George Thomas Beilby was a British industrial chemist. After studying at the University of Edinburgh he joined the Oakbank Oil Company as a chemist where, with W. Young, he improved the process of oil shale distillation during the period 1869 to 1881. One of his early publications was a paper, with J.B. McArthur, "On waste gas from oil stills" (Journal of the Society of Chemical Industry, 1887). Much of his subsequent work was relevant to the industries developing in South Africa. In 1890 he directed his attention to the production of cyanides in order to meet the rising demand for it in gold recovery by means of the McArthur-Forrest process. The manufacturing method he devised was used until 1906 by the Cassel Gold Extraction Company (later the Cassel Cyanide Company), of which he became a director. He also studied the economic use of fuel, experimenting in 1906 with the low temperature carbonisation of coal and later studying the cell structure of coke. In 1917 he became the first chairman and director of the British Fuel Research Board.

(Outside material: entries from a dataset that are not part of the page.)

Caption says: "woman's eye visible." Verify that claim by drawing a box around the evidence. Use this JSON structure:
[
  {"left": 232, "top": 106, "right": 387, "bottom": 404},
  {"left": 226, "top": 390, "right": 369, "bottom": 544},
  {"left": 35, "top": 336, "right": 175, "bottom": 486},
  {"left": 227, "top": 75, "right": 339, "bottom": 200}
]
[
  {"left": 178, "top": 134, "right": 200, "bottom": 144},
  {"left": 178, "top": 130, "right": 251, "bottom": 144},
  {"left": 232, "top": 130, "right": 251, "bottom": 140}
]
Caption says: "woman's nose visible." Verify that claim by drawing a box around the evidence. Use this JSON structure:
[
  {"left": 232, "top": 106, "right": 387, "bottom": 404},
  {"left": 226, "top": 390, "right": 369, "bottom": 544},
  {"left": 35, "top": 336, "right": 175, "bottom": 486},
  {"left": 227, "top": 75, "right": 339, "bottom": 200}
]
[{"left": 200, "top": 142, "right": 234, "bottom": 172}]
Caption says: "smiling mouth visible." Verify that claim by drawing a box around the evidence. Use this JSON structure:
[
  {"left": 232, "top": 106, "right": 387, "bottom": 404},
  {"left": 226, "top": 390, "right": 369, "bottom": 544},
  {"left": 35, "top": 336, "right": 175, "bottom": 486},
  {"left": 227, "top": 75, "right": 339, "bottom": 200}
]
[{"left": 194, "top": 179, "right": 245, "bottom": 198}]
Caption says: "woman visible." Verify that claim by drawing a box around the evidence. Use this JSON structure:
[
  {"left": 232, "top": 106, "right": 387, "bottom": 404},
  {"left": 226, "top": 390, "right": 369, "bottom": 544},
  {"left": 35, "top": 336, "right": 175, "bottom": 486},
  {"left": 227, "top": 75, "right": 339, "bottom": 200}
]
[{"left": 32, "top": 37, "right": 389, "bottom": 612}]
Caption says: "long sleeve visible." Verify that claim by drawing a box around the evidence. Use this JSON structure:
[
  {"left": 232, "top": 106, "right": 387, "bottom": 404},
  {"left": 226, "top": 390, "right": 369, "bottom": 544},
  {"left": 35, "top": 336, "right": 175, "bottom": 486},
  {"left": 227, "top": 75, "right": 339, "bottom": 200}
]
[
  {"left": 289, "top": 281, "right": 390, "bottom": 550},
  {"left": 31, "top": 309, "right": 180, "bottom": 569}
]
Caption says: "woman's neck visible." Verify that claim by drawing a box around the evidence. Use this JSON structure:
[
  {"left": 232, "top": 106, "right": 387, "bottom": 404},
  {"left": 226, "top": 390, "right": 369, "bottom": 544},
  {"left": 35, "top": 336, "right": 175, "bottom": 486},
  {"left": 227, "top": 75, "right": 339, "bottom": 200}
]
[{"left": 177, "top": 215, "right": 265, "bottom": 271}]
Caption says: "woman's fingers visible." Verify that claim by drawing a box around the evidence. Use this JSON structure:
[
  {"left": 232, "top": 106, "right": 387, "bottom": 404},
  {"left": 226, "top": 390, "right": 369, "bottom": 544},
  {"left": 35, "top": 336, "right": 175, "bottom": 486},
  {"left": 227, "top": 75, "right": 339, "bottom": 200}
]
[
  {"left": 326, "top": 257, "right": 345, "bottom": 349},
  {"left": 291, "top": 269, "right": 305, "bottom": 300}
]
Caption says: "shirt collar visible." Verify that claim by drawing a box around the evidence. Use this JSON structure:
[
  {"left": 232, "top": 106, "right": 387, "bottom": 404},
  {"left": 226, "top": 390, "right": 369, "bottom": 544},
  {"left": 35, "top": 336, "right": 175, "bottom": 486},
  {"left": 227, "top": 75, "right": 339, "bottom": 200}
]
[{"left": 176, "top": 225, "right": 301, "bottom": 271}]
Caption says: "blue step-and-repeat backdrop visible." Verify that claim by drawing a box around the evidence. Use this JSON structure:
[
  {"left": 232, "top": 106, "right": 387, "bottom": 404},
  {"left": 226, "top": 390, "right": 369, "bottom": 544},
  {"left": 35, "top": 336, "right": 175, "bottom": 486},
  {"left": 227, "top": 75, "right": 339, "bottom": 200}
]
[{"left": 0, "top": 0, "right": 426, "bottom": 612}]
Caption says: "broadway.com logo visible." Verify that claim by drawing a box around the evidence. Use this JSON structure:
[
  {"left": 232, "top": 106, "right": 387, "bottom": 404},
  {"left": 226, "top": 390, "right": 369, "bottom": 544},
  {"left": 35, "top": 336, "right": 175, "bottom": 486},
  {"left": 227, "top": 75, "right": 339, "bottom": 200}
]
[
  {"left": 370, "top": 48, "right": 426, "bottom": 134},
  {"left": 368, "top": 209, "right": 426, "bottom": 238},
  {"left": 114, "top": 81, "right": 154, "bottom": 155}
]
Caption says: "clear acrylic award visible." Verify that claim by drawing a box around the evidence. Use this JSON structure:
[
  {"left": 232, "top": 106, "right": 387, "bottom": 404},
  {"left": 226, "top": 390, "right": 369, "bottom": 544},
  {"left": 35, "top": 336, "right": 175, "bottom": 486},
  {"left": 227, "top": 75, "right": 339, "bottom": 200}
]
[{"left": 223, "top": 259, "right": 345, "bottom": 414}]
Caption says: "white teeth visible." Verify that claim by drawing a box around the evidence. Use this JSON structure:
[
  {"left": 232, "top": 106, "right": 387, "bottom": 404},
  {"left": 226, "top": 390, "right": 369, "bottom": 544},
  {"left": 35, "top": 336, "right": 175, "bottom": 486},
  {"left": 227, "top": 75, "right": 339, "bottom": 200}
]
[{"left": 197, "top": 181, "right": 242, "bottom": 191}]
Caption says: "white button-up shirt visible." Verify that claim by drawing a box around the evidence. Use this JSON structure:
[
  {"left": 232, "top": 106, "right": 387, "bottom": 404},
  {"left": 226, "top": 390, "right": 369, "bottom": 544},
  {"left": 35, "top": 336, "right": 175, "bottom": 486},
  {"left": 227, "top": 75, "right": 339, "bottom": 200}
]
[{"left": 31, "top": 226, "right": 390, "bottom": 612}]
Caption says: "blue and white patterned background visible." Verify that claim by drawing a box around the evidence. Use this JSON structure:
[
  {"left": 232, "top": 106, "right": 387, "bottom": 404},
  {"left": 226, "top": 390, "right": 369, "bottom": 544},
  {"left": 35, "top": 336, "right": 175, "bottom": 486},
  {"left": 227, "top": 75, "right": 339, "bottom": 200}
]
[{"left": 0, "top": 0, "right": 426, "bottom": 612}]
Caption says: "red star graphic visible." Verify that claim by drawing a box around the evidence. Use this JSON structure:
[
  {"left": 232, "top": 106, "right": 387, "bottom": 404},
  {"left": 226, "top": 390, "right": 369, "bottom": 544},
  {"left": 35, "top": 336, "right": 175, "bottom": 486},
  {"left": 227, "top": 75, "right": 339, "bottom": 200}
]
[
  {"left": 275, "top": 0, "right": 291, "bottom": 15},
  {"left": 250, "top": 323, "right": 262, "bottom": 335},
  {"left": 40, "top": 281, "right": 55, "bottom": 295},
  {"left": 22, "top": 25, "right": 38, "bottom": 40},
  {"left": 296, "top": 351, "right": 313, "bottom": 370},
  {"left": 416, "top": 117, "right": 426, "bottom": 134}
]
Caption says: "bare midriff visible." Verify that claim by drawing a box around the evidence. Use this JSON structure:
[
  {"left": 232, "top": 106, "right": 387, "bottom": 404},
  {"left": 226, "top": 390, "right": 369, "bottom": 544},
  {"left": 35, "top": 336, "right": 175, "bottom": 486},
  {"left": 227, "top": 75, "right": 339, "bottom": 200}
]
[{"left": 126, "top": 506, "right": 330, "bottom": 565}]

Beilby also did significant research in Glasgow on the flow of solids, especially on the surface processes taking place when a metal surface is polished. His results were reported in more than a dozen papers from about 1903 onwards. He found that the crystalline structure of the metal is partly broken down, forming a non-crystalline surface layer with glass-like properties. In 1905 he published a comprehensive paper on "Gold in science and in industry" in the Annual Report of the Smithsonian Institution. That same year he visited southern Africa to attend the joint meeting of the British and South African Associations for the Advancement of Science, serving as president of Section B (chemistry). His presidential address on 29 August 1905 in Johannesburg dealt with his research on the metallurgy of gold and iron, particularly with their surface deformation and phase changes. He also discussed the theory of osmosis and dissociation in dilute solutions, with particular reference to gold solutions. In addition, he and Hubert N. Beilby of Glasgow (probably his son) read a joint paper in Cape Town on 17 August on "The influence of phase changes on the tenacity of ductile metals at the ordinary temperature and at the boiling-point of liquid air". Beilby's research in metallurgy led eventually to the publication of his book, Aggregation and flow of solids (London, 1921, 256p).
Beilby was president of the (British) Society of Chemical Industry in 1899, and of the Institute of Chemistry from 1909 to 1912. From 1916 to 1918 he was president of the Institute of Metals. He was elected a fellow of the Royal Society of London in 1906.